Chevron, which inherited fellow US oil company Texaco’s liabilities when it acquired it in 2000, has argued that the original pollution was cleaned up and that Texaco only followed accepted practices at the time .
The company is contesting a $9.5bn (£6bn) pollution judgment made in Ecuador in 2011. It claims the Ecuadorean court judgment was flawed and has accused the lawyer working for the “afectados”, of corruption, fabricated evidence, coercion and bribery, accusations that are strongly denied.
There have followed a series of court cases and rulings in several countries. In 2014, a US federal court stated that the lawyer for the afectados had used “corrupt means” to obtain the 2011 court verdict. But the an international tribunal in The Hague, the Netherlands, partly upheld the Ecuadorean court case in an interim decision in March 2015.
In a statement, Chevron said that the Ecuadorean oil company was also a major polluter.
“Texaco conducted a 3-year, $40m remediation programme in the 1990s that was overseen and approved by the government. Ecuador’s state oil company, Petroecuador, has been operating exclusively in the region for the last 25 years. In that time, they have more than doubled the number of wells and have had an abysmal environmental record.
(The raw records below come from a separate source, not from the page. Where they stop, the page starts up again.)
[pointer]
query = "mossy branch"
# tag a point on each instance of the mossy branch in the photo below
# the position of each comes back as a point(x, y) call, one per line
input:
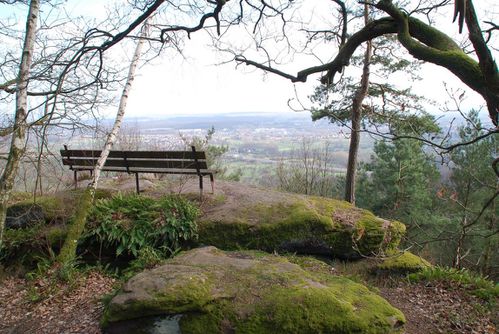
point(441, 50)
point(84, 205)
“Between 1995 and 2011 alone, Petroecuador has reported nearly 2,000 spills in the Amazon, yet none of this is mentioned in the film.
“The [British] film omits the fact that a United States federal court found that the Ecuadorean judgment against Chevron was the product of “egregious fraud”. It is unfortunate that the indigenous people of Ecuador continue to be used by their government, plaintiffs’ lawyers and activist groups in a coordinated effort to extort billions of dollars from Chevron.
The Neruda poem concludes:
“Meanwhile Indians are falling into the sugared chasms of the harbours, wrapped for burials in the midst of the dawn ... a body rolls, a thing that has no name, a fallen cypher, a cluster of the dead fruit thrown on the dump”.
• This article was amended on 29 June 2015. An earlier version said that in March 2015 the international court of justice in The Hague had upheld the Ecuadorean court judgment. In an interim decision, an arbitration tribunal rejected a key part of Chevron’s claim, that the case should not have been heard in Ecuador, but deferred a decision on whether in issuing a judgment Ecuador had breached its contractual agreements with Texaco.